[Exp] First prototype of new acmp bytecode

Fri Feb 16 13:13:58 UTC 2018

Hi John,

thanks a lot for looking at this! Please find comments below.

For reference, here's the webrev that John looked at:
http://cr.openjdk.java.net/~thartmann/valhalla/exp/acmp.01/

On 15.02.2018 20:04, John Rose wrote:
> # templateTable_x86
> Suggest `assert((mask >> LogKlassAlignmentInBytes) != 0, "invalid shift")`.
> (Same thing in graphKit also.)

I think for now we can use an even stronger assert:
assert((mask >> LogKlassAlignmentInBytes) == 1, "invalid shift");

But this code might change in the future in case we use a different perturbation scheme.

> Suggest trying memory-to-register cmov instead of test/jcc/bind(is_null)
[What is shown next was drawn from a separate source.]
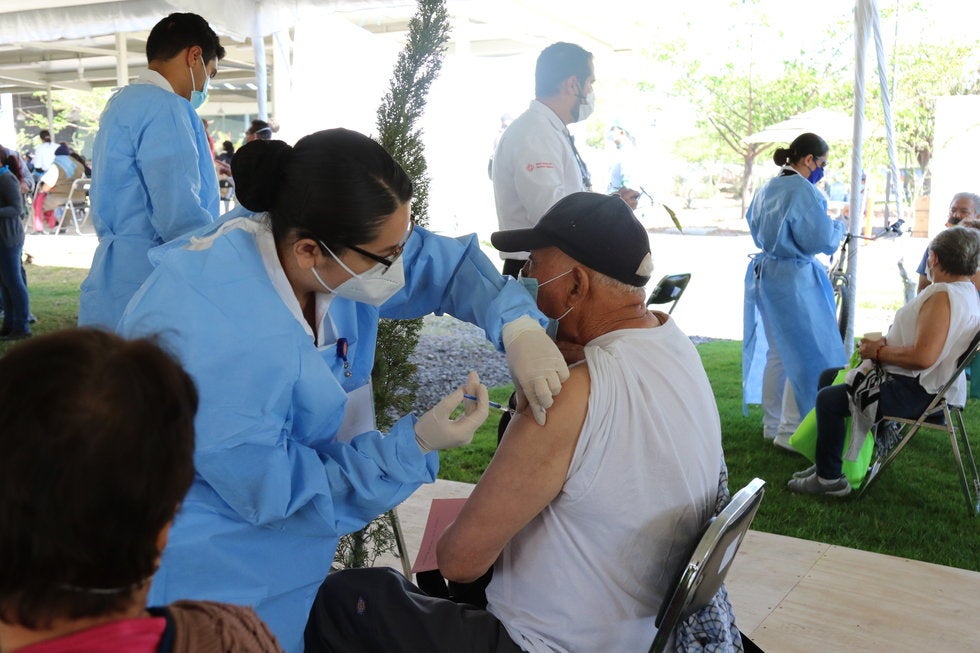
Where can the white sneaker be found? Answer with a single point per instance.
(803, 473)
(782, 441)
Do you mean something like this?

__ testptr(rdx, rdx);
__ cmovl(Assembler::notZero, rbx, Address(rdx, oopDesc::klass_offset_in_bytes()));

That won't work because the load from rdx will be executed even if the cmov condition evaluates to
false (i.e., if rdx is NULL). See page 254 of the Intel x86_64 manual:

temp ← SRC
IF condition TRUE
THEN
  DEST ← temp;
FI
[...]

https://software.intel.com/sites/default/files/managed/ad/01/253666-sdm-vol-2a.pdf

> (or maybe do that in JIT code where it might matter).
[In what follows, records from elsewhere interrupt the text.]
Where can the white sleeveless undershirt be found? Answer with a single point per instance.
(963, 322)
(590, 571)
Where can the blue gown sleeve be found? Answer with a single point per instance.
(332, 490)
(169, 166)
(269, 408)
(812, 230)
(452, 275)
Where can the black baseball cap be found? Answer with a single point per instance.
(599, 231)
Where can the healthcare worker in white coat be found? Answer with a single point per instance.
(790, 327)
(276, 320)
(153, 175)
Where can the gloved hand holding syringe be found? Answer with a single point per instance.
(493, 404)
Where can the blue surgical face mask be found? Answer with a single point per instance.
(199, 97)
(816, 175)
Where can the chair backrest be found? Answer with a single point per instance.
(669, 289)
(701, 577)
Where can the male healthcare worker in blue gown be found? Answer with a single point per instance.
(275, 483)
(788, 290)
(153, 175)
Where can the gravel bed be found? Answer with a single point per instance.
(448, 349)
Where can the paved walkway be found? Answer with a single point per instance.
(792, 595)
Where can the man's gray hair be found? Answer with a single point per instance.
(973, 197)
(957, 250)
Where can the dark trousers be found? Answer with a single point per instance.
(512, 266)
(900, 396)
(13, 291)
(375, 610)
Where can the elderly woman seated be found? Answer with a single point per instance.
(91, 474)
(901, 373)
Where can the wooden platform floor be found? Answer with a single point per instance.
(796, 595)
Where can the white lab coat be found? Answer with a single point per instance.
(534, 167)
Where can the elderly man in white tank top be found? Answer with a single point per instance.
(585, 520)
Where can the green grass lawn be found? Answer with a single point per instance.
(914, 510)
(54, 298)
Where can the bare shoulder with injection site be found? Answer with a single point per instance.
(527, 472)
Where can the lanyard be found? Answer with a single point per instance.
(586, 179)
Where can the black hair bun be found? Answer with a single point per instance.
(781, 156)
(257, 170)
In the cases were it's possible to convert to a CMove and when it also pays off performance-wise,
the JIT should do this automatically during the SplitIfBlocks optimization. But I'll check the
generated code.

> # graphKit
> Should be structured like this:
>     if (ta->is_value_based() || tb->is_value_based()) { ... }
>     else if (ta->can be_value_based() && tb->can_be_value_based())) { ... }
>     //else use old_acmp

Done.

> (Looking ahead to subnode, I see you have that there.  There's some
> duplication here between the parser and Node::Ideal, probably more
> than we want.)

Yes, sure. I was looking into improving this later. Just wanted to get a working version first.

> Also in the second case (both *might* be VB) you should swap the operands,
> if the second is non-null and the first might be null; that avoids a null check.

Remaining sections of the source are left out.